Après les promesses non tenues du Président de la République qui était venu, souvenons nous en, sur place dire aux ouvriers « comme voyage de noces on fait mieux, je suis là car je ne vous oublierai jamais », on comprend leur écœurement. Toute parole publique est décrédibilisée car même le chef de l’Etat s’est révélé impuissant face au roi de l’acier Mr Mittal.

Quand on étudie le dossier, on est d’autant plus scandalisé que la filière sidérurgique de Lorraine est l’une des plus performante au monde pour les aciers les plus élaborés. En vérité, comme je l’avais dit dans l’indifférence générale à l’époque de l’OPA de Mittal sur Arcelor, la France, par naïveté, a laissé Mittal s’emparer d’une société renflouée avec les fonds publics qui bénéficiait de savoir-faire inégalés. Mittal a pillé ces savoir-faire et maintenant jette comme un kleenex les sites et les hommes qui les mettent en œuvre.

A l’époque, quand je demandais le blocage de l’OPA, le gouvernement m’expliquait que l’on ne pouvait rien faire car l’Union européenne nous aurait accusés de patriotisme économique excessif et nous aurions été condamnés par la Cour de Justice.

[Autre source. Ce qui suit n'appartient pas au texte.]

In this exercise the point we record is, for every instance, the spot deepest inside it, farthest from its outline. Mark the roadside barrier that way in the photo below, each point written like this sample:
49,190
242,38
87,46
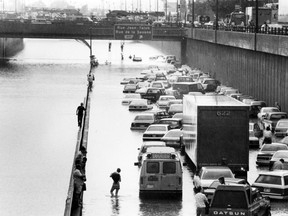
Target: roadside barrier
82,139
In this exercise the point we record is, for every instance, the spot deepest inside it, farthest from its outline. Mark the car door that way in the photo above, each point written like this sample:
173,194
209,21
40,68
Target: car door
258,132
152,177
170,179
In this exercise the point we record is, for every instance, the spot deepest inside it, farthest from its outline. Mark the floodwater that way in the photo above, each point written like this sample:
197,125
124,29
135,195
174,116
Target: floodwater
39,93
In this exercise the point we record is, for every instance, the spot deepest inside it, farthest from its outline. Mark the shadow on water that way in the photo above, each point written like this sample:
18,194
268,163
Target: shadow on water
155,206
115,205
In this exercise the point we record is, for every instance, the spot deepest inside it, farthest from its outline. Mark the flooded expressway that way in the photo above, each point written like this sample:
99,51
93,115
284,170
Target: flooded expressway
39,93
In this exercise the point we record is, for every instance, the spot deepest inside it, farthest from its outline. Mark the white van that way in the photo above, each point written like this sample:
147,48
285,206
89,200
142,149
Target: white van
161,173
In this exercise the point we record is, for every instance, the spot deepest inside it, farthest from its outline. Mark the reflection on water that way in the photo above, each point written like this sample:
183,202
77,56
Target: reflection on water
159,207
39,93
115,206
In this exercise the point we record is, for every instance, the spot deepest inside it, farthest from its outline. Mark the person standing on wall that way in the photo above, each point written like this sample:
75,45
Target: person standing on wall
116,182
79,112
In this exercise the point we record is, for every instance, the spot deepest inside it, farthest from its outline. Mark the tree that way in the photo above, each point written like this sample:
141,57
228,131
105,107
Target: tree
225,6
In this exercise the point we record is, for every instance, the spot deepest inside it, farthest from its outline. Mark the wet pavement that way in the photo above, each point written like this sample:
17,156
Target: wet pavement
39,94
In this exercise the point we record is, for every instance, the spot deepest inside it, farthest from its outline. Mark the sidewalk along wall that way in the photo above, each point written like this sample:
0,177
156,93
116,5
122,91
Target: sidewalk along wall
259,74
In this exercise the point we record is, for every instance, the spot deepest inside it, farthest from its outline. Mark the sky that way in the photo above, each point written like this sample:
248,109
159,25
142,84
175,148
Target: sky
112,4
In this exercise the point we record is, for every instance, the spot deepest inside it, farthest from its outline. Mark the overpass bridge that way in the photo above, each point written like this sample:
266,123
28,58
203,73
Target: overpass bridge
255,63
74,30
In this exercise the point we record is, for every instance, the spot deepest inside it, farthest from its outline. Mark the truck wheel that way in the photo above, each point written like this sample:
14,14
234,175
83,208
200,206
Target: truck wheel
268,213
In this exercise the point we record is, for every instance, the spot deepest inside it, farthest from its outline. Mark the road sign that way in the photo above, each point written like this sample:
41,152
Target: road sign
133,32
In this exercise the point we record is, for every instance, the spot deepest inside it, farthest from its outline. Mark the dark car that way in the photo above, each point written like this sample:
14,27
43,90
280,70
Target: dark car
175,123
175,108
130,88
267,151
159,114
184,79
152,94
186,87
228,181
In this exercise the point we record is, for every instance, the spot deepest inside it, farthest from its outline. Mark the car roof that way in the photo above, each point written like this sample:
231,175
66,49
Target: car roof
176,119
162,149
154,143
215,167
275,173
283,120
149,114
155,125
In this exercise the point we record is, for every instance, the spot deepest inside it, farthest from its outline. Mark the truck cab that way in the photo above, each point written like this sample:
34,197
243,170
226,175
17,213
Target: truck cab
271,119
153,94
239,200
160,173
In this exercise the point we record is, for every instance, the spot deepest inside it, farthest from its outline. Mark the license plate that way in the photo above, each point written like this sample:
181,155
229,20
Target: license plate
150,186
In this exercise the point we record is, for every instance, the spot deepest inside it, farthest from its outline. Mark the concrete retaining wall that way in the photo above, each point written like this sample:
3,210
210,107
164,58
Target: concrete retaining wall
268,43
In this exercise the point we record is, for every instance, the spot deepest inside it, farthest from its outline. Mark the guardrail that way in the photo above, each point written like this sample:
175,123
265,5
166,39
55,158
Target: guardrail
81,141
249,29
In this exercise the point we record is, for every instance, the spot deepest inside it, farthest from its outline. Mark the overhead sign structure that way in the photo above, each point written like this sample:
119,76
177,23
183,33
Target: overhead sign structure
133,32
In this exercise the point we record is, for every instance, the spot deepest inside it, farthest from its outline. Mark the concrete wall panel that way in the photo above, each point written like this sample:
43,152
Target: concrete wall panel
259,74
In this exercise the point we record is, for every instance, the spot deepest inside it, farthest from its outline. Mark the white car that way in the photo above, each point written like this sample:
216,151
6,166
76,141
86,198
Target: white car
280,154
129,97
163,101
146,145
155,132
173,138
265,110
210,173
142,121
139,105
157,84
273,184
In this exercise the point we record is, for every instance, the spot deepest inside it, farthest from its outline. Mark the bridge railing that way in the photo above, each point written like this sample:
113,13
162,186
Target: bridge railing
249,29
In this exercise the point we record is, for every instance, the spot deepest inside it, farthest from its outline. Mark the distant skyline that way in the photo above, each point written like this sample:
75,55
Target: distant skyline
145,5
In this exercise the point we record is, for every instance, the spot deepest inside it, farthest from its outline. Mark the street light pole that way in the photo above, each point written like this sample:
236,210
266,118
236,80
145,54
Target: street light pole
90,42
157,10
193,13
216,24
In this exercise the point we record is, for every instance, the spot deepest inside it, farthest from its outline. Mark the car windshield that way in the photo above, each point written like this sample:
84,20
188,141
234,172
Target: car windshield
271,147
130,86
156,128
281,154
138,103
185,79
229,199
157,85
132,96
215,174
174,134
283,124
211,82
278,116
270,110
161,78
167,98
268,179
153,91
178,107
144,117
284,140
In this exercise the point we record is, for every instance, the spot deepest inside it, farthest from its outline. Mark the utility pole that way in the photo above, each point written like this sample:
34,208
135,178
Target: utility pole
157,10
193,12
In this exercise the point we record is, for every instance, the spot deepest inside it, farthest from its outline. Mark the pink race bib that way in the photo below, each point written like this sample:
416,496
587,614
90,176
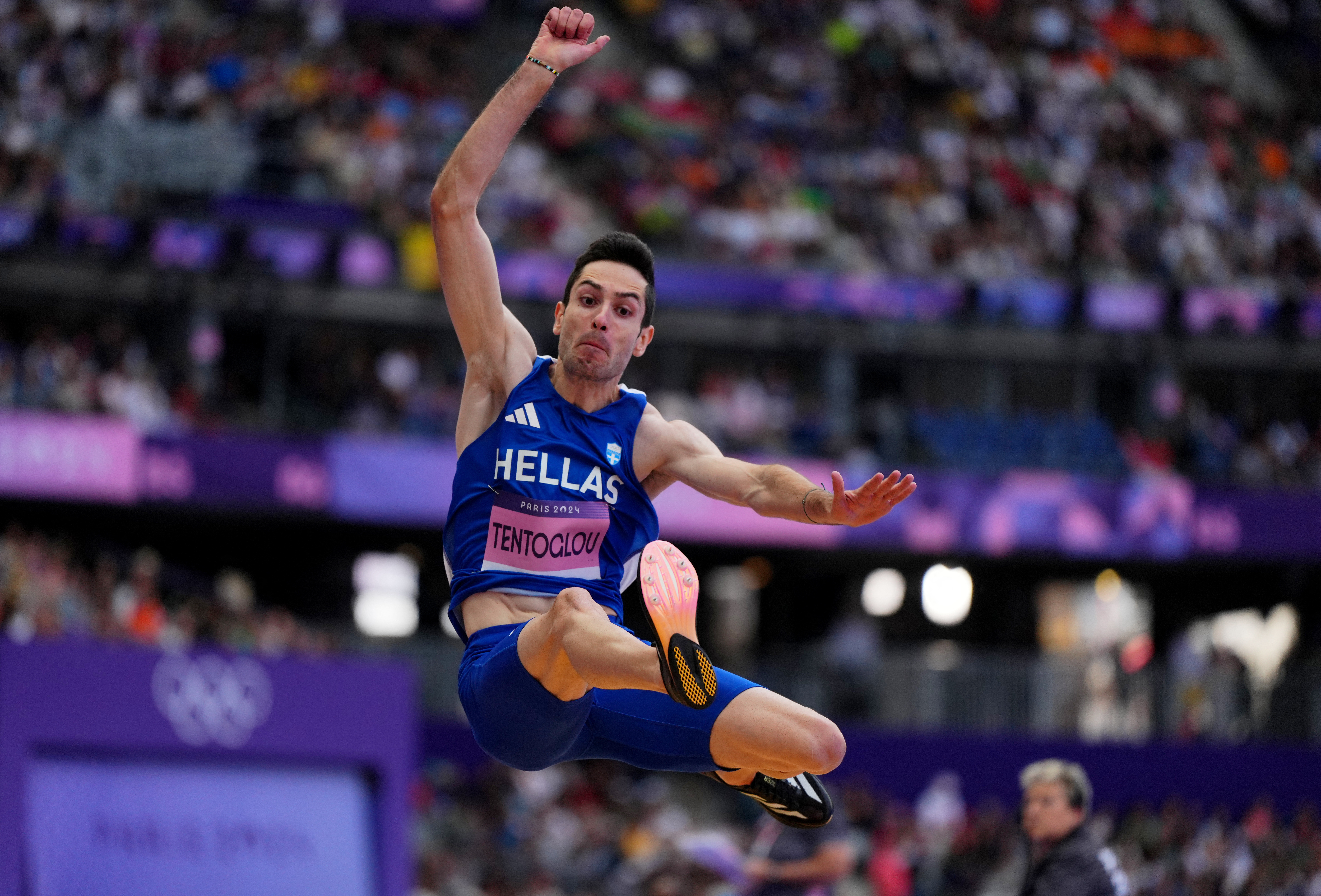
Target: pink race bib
548,538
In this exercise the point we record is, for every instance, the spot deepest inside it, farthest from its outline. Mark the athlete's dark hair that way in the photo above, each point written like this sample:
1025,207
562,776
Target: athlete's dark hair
625,249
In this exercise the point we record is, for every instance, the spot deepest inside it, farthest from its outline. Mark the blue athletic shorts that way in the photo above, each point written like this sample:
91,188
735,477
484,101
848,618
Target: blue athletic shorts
522,725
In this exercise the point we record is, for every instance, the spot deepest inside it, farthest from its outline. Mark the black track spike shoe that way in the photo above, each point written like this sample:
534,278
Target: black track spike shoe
800,801
670,595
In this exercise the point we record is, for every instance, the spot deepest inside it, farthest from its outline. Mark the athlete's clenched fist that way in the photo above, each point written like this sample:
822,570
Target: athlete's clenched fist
566,39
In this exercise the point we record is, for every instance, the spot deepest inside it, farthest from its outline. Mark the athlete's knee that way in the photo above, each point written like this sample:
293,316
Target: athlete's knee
822,743
573,606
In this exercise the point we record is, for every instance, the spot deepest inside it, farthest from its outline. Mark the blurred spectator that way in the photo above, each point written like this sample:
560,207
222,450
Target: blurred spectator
600,828
1065,860
800,862
45,591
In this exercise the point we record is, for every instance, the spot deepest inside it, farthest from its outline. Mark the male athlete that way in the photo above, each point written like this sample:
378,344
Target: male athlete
551,515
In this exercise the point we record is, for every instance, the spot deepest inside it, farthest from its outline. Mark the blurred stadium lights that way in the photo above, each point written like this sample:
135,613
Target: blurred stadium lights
883,593
386,605
1109,586
1262,644
946,594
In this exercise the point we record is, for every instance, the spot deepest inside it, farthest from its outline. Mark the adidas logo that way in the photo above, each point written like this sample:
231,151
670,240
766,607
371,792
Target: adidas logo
525,416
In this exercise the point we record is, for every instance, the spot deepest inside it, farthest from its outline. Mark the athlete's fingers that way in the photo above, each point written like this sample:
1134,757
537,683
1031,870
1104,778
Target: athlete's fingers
841,504
563,20
898,488
903,492
571,27
871,487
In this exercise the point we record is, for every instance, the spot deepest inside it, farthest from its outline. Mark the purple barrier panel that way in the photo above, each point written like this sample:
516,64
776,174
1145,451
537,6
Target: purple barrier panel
1236,776
715,285
1134,307
1258,524
146,772
68,458
393,480
1248,309
534,276
419,11
232,470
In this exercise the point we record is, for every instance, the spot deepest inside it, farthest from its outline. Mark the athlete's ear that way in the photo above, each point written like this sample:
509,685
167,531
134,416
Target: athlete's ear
644,340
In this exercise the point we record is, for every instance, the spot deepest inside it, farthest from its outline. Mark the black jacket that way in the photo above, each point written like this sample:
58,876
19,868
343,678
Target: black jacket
1077,866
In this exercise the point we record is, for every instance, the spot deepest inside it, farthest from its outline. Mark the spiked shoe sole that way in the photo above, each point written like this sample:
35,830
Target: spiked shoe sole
670,595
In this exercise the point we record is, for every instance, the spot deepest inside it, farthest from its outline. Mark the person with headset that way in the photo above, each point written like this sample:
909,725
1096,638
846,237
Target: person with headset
1065,858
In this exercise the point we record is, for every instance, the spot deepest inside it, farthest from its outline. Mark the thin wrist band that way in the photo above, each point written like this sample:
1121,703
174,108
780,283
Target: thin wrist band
533,59
805,504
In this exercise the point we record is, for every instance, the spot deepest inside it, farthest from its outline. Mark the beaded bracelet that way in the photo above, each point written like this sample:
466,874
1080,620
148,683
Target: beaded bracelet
533,59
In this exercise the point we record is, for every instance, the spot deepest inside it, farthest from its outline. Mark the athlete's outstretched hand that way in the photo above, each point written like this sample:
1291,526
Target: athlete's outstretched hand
868,503
565,39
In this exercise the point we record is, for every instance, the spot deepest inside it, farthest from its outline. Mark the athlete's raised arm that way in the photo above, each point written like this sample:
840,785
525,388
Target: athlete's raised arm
666,451
497,348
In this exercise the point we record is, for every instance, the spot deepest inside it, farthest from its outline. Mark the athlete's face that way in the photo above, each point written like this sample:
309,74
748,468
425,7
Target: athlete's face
602,326
1047,815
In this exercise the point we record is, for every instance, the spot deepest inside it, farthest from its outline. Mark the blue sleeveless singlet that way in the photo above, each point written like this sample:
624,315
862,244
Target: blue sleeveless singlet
546,499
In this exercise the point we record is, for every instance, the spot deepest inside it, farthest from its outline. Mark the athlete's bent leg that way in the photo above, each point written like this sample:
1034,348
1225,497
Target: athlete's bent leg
575,648
762,731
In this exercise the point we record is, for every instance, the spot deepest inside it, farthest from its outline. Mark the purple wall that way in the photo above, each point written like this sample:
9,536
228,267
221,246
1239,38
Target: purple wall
903,764
406,480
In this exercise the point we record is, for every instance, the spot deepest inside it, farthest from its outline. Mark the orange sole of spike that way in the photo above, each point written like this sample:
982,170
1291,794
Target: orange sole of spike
669,591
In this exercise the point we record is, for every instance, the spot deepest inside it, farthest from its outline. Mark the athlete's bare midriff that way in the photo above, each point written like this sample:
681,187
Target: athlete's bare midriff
489,608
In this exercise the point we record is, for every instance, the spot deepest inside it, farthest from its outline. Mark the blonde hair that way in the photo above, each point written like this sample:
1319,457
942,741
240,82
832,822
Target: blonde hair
1057,771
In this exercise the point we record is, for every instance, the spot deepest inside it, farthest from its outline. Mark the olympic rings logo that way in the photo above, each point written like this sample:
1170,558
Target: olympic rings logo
212,700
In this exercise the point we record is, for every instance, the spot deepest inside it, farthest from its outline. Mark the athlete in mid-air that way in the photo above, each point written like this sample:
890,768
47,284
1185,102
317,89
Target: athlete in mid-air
551,516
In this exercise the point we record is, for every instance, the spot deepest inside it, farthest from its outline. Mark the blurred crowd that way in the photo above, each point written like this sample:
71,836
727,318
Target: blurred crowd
106,371
987,139
47,590
983,139
603,829
343,380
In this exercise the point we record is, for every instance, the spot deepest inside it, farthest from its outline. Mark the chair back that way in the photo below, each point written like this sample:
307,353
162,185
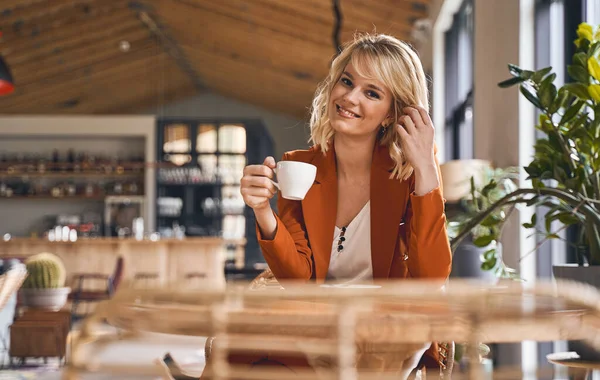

On entendait aussi à Bruxelles des commissaires expliquer que l’UE « n’a pas besoin de champions nationaux ni de champions européens, mais de groupes mondiaux présents en Europe » ! Nous avons sous les yeux le sens concret de ce que signifient ces politiques criminelles.

Le cas Mittal en est, à cet égard, emblématique : la multinationale indienne, après avoir fait main basse sur notre recherche / développement sidérurgique et tué un concurrent de taille, sacrifie les sites européens pour se redéployer vers d’autres contrées ou vers d’autres secteurs d’activités plus rentables.

L’Allemagne a été moins naïve en protégeant son industrie sidérurgique car elle avait compris que sa filière automobile a besoin de producteurs d’acier allemands.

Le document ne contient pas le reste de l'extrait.